虛假和殘酷是我童年的另壹個收獲,也是刻在我幼小心靈上的另壹個符號。
小學初中的時候,是壹個說假話很真誠,把階級鬥爭當飯吃的年紀。入校後的第壹堂課,是聽壹位貧困老農關於回憶辛酸經歷的報告。這位老貧農說,由於地主的壓迫和剝削,他經常沒有食物,只好冬天下到封凍的河裏摸魚,回來煮魚湯。老貧農淚流滿面,但在我當時的腦海裏,魚湯是壹道好喝的菜,壹聽就想流口水。但是,老師率先喊出了口號:銘記班級辛酸,不忘血淚!永遠不要忘記階級鬥爭!我也舉起右手大聲喊。有壹次,回憶慘痛經歷的報告中途匆匆結束。原因是那位“五保戶”奶奶,在談到舊社會的苦日子時,突然話鋒壹轉,滿臉淚水地說:舊社會的日子還在過。最難過的壹天“大躍進”期間,很多人吃了樹皮,吃了觀音土...老師急忙把老奶奶拉下來,告訴她。

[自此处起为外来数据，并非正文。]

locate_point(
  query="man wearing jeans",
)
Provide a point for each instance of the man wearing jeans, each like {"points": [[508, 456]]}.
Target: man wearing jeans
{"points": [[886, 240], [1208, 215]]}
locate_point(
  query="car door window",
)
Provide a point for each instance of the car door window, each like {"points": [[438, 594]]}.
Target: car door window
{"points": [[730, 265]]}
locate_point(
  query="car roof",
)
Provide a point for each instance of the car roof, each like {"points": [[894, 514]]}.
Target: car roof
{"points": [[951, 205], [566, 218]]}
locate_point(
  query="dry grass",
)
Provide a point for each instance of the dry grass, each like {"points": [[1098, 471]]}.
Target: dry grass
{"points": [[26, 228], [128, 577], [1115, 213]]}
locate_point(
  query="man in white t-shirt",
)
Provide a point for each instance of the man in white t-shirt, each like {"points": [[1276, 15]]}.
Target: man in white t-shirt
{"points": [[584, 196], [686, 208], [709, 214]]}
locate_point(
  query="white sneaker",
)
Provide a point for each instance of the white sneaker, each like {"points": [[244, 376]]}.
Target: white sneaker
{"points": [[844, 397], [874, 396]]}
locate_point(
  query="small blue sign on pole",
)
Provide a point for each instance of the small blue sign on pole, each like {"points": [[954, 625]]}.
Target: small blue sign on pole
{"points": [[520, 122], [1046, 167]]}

我記得我上小學的時候,學校經常做“苦飯”給我們吃。所謂的“苦飯”,就是野菜和蔬菜做成的粥,裏面加點油和鹽。在吃“苦飯”之前,要麽是老師,要麽是苦的老貧農,都會給妳上壹課,回憶舊社會的苦,講新社會的甜。他們語重心長地說,孩子,在舊社會,我們過著豬狗不如的生活。妳現在多幸福啊,生活在蜜罐裏。妳要珍惜得不到的好日子。我不喜歡他們聊太久,因為我等不及了。特別喜歡吃“回憶苦飯”,又香又滑,比家裏煮的紅薯飯、蘿蔔飯好吃多了。我經常會在吃完壹碗後忍不住舀第二碗。其實有很多同學和我壹樣喜歡吃“憶苦思甜飯”,也許是因為喜歡吃的同學太多了。很遺憾後來學校沒有給我們做“憶苦思甜飯”。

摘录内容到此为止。